We worked with their Web Host to monitor and deploy additional assets in real time as these spikes occur. Either we use Ansible to roll out infrastructure and add it properly to the network (when we have notice) .. or the web hosts uses Ansible based on discretion we have given them to add infrastructure.
Because our client’s application is a complex ecommerce engine (does accreditation of investors, evaluates funding requests, facilitates ACH into multiple accounts, DocuSign and compliance) – server configuration is very important.
Ansible playbooks allow the hosts to pitch in and add capacity with a specific configuration and allows all of us to check the configuration and parameters for pass/fail (playbooks run after a scale up).
This example is essentially a single web server & single Gallara MySQL node setup going to a large cluster and then back down again to its small state over and over again.
Daily traffic would look like:
Monday: 532 visits
Tuesday: 621 Visits
Wednesday: 573 Visits
Thursday: 156,780 visits
Friday: 32,456 Visits
Saturday: 9,928 Visits
Sunday: 6,476 Visits
Eventually … slowly… returning to a normal baseline.

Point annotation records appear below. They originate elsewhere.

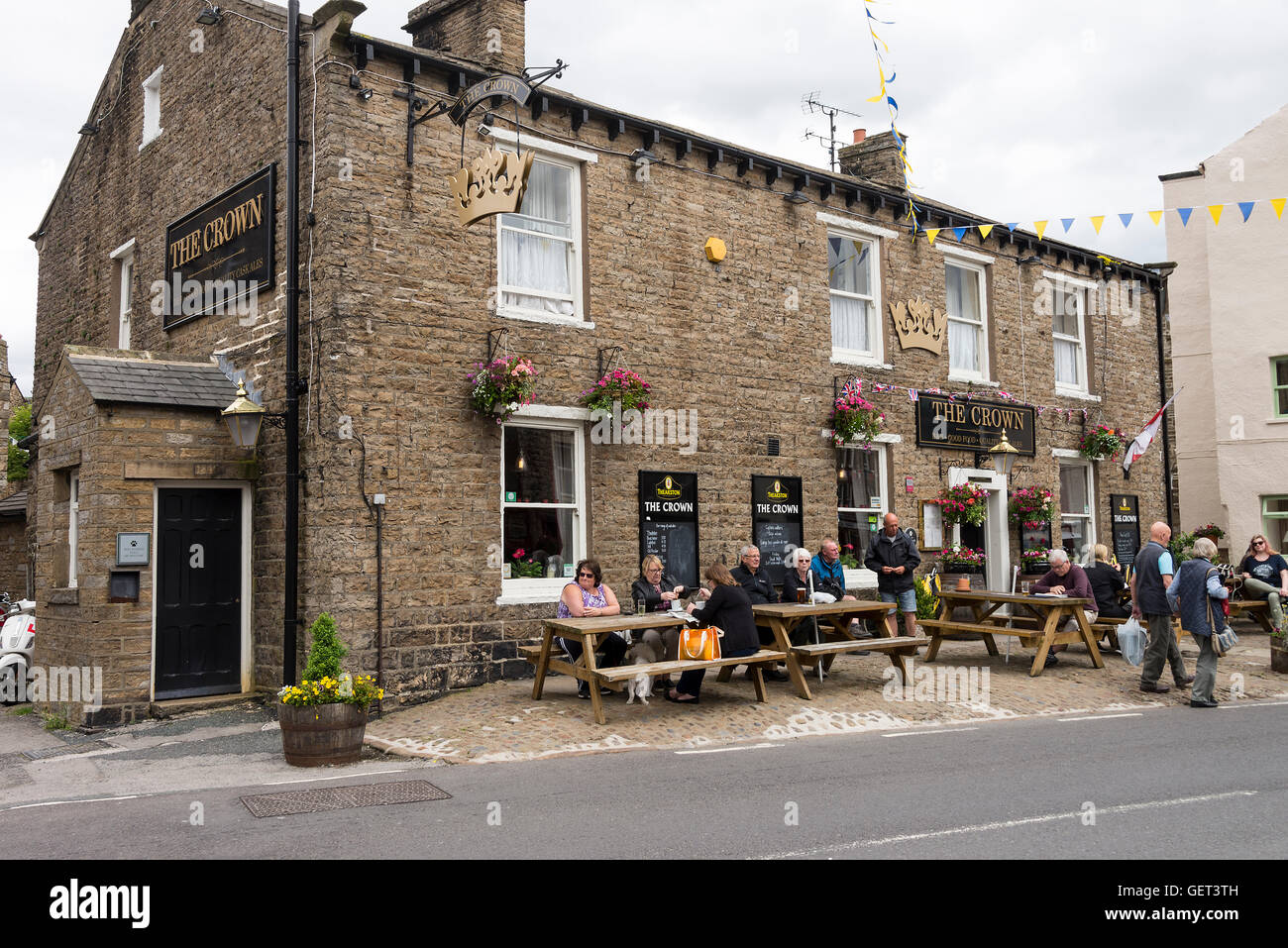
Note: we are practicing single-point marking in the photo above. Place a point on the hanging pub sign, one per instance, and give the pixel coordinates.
(669, 522)
(219, 258)
(974, 425)
(777, 520)
(1125, 523)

At one point we had 17 web nodes running with a Gallara High-availability MySQL cluster. A major configuration issue is ensuring that additional web nodes (App servers essentially) are provisioned in front of the Varnish cache server.
e.g.
+-- Cache server #1 (varnish) -- App server #1 / Load Balancer (haproxy)-+---- Cache server #2 (varnish) -- App server #2 \ +-- Cache server #3 (varnish) -- App server #3
And not:
+-- App server #1 / Cache Server (varnish) --- Load Balancer (haproxy) --+---- App server #2 \ +-- App server #3
The above (2nd example) creates 2 points of failure and the potential for a cache miss – something the application cannot tolerate, nor can the user who has made a decision to invest $50,000 and is working through the process to do so.
What is the ROI for Using Configuration Management?
Some of the financial benefits contributing to positive ROI results found in leveraging Configuration Management include:
- IT staff productivity increase. Optimizing IT staff activities through automation reduced IT staff time spent “keeping the lights on”, freeing up valuable staff resources for business-related initiatives.
- User productivity increase. User downtime caused by system outages, cyber-attacks, security intrusions, and change and configuration activities is reduced.
- IT cost reduction. Optimizing IT operations reduces costs in multiple areas, including infrastructure, outsourced services and management software.
What does this mean for a typical project or client?
Questions to ask:
- How and when would we leverage this?
- Starting small with reporting is often a good first step.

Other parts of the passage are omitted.